Mark Nelson

No. 70
- Position: Offensive tackle

Personal information
- Born: June 22, 1964 (age 62) Grand Forks, North Dakota, U.S.
- Listed height: 6 ft 4 in (1.93 m)
- Listed weight: 270 lb (122 kg)

Career information
- High school: Thomas Jefferson
- College: Normanale CC Iowa State Bowling Green
- NFL draft: 1987: undrafted

Career history
- Kansas City Chiefs (1987);

Career NFL statistics
- Games played: 1
- Stats at Pro Football Reference

= Mark Nelson (offensive lineman) =

American football player (born 1964)

Mark David Nelson (born June 22, 1964) is an American former professional football player who was an offensive tackle for the Kansas City Chiefs of the National Football League (NFL). He played college football at three different places, beginning at Normandale Community College before transferring to the Iowa State Cyclones and Bowling Green Falcons programs.

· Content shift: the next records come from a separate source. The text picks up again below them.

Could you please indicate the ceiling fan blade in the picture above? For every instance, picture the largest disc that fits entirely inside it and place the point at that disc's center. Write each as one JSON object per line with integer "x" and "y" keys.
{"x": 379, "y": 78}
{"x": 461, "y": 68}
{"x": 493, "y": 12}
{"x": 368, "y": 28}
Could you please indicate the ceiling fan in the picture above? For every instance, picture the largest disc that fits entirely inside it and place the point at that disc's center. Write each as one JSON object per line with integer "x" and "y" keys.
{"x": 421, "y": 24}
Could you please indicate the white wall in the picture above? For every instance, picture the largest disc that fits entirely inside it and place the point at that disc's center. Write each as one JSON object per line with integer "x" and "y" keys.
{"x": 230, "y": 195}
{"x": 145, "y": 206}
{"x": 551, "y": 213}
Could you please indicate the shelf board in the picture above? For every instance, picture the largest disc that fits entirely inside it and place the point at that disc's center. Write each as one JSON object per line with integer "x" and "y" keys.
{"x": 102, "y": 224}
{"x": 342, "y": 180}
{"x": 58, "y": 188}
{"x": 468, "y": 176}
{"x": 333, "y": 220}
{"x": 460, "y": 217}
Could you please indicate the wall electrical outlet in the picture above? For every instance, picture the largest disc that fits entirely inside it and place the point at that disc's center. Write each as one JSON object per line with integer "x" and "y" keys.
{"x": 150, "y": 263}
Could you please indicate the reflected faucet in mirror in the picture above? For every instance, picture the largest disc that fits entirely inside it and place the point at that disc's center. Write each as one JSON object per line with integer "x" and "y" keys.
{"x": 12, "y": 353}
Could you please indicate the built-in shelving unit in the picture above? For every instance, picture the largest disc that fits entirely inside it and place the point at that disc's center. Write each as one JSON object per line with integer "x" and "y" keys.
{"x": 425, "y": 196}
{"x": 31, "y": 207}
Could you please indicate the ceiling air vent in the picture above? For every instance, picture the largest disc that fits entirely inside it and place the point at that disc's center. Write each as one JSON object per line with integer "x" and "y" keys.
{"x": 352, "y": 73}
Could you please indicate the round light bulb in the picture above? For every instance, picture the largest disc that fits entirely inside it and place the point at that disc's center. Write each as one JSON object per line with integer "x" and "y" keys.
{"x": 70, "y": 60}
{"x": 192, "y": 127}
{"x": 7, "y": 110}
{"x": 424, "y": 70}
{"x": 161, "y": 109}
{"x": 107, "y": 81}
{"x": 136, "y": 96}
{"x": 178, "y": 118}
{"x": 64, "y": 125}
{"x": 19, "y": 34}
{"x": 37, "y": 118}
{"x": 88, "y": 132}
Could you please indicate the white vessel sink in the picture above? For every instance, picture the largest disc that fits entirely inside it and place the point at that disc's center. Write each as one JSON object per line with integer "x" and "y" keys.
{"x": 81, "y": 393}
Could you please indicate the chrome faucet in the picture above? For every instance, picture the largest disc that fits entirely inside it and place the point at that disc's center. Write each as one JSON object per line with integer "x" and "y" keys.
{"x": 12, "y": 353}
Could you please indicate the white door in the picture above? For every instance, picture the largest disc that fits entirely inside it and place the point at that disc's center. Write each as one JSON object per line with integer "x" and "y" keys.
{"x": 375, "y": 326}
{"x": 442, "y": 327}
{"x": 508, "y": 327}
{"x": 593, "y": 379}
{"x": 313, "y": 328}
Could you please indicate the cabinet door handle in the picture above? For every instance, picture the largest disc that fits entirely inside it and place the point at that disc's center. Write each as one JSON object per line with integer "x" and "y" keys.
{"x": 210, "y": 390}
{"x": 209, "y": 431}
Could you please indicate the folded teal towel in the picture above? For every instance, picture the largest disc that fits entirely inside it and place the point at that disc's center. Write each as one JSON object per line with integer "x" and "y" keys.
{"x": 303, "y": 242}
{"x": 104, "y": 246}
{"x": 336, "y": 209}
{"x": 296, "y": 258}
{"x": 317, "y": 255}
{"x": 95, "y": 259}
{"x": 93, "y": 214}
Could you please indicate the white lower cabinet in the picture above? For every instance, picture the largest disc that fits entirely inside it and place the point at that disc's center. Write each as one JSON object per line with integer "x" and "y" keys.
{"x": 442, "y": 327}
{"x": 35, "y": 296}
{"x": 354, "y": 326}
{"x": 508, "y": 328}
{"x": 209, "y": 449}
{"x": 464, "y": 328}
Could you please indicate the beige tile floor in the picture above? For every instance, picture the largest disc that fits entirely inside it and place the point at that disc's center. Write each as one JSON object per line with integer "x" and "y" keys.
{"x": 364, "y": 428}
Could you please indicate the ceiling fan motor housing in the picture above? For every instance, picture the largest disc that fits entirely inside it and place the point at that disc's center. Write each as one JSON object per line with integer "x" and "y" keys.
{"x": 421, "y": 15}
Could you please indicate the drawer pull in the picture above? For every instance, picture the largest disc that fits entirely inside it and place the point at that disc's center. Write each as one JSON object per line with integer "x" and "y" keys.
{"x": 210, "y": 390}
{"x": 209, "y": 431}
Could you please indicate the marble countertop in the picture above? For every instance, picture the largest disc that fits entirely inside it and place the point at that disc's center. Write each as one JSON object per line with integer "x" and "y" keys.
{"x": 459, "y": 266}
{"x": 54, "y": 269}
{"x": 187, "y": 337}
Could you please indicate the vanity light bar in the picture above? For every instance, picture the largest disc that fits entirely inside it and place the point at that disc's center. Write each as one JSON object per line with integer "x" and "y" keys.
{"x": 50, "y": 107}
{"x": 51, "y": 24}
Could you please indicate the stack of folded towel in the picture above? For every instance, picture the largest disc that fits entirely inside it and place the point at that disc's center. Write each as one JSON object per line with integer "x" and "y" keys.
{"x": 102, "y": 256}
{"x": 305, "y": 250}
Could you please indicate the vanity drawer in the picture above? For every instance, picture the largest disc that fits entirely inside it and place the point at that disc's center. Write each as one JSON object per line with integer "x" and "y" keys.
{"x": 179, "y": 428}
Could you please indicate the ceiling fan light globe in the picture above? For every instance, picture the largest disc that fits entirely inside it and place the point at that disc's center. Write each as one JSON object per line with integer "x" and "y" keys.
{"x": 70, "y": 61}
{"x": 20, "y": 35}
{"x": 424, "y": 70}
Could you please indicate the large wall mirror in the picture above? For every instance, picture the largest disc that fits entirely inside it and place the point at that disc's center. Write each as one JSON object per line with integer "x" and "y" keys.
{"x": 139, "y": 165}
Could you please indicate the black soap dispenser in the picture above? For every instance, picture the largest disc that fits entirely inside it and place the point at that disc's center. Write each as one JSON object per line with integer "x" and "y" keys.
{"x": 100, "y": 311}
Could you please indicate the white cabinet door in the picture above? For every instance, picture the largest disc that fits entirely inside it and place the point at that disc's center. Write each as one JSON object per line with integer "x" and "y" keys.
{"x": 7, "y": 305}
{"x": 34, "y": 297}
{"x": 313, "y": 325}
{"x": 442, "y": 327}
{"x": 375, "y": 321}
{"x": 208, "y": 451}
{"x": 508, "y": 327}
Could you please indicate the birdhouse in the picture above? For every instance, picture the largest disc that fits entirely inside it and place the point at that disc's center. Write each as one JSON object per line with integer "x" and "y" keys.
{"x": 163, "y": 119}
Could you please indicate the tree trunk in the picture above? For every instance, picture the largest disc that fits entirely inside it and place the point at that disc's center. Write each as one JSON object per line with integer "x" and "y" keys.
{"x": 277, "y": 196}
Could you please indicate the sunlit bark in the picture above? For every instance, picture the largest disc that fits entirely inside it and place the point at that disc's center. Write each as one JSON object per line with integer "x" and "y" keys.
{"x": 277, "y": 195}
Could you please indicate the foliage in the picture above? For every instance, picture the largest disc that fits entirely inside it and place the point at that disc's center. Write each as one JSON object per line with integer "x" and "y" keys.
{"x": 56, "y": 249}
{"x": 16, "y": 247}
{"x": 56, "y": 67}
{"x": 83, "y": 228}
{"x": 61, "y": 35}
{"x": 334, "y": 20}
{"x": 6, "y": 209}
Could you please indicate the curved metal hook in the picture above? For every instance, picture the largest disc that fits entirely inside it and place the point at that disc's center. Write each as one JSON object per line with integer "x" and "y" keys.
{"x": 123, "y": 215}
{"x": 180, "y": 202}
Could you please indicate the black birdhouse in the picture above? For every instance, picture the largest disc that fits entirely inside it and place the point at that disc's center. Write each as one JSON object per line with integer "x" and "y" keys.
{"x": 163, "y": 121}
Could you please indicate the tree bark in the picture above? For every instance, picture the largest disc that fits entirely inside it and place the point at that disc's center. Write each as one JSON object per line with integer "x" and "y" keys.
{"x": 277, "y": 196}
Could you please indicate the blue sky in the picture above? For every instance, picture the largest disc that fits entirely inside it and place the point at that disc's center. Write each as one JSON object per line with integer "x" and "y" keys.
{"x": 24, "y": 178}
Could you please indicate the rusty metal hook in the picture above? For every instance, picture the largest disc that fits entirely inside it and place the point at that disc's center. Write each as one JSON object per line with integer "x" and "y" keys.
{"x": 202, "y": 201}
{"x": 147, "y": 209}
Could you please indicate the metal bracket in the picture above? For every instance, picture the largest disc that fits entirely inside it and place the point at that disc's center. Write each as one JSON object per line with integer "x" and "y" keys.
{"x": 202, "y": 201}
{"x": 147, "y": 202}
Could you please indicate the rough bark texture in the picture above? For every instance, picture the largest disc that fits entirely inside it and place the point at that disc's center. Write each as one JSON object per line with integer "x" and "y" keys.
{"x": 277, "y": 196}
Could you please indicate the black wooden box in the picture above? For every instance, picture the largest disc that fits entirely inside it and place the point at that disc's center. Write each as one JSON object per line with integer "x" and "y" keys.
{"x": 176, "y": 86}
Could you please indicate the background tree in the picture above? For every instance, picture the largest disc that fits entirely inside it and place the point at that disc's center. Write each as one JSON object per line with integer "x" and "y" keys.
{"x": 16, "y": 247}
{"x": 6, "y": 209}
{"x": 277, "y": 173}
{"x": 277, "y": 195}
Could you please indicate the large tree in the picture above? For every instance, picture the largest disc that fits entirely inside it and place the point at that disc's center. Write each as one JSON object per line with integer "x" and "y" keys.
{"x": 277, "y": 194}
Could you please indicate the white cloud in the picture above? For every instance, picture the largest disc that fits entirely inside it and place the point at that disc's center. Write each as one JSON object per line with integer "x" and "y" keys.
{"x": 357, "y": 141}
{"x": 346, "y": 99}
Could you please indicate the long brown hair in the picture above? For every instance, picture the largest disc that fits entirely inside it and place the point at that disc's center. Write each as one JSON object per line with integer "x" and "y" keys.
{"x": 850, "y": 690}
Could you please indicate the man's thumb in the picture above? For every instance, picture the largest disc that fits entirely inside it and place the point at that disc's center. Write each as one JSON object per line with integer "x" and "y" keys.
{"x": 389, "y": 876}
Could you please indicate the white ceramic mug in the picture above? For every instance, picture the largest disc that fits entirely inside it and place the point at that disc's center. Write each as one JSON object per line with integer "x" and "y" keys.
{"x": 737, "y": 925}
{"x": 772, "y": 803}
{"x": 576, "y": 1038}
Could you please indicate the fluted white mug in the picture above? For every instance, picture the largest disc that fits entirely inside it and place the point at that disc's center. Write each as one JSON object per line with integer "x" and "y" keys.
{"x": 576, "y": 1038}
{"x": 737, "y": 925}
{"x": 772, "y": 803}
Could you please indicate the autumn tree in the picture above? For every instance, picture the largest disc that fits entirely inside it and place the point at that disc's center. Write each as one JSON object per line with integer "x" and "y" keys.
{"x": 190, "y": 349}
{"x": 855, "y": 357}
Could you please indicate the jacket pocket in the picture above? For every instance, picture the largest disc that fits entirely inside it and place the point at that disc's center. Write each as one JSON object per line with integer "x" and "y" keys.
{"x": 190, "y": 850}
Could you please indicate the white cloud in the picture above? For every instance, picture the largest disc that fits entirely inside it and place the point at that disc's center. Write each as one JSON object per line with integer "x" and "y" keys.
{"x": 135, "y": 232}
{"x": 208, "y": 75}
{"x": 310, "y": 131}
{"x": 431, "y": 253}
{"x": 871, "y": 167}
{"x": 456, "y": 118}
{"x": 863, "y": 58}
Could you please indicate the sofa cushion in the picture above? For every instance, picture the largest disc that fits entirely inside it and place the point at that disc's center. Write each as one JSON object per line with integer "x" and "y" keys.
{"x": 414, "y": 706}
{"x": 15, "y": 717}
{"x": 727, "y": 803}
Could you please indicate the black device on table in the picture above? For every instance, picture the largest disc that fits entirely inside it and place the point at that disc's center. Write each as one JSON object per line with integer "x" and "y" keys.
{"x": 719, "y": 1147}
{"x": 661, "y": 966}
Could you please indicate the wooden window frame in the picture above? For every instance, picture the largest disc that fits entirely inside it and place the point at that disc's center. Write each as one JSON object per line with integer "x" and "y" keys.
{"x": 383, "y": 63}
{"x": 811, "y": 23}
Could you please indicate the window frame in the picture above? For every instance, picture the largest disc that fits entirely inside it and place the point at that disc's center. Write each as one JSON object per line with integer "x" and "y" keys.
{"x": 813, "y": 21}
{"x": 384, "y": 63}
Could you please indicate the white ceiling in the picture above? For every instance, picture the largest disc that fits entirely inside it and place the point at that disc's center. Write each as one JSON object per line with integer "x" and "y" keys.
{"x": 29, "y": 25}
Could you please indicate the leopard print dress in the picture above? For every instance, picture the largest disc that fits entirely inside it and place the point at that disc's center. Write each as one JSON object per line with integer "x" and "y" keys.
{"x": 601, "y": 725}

Nelson played just one game in his career as a replacement player during the 1987 NFL strike.

After his short career he worked at Toledo Hospital (1988–1992), Muskingum College (1992–1995), Utah State University (1995–2000), and University of Colorado at Boulder (2000–2005), before being hired by the University of Minnesota as the Director of Intercollegiate Academic Counseling and Student Services.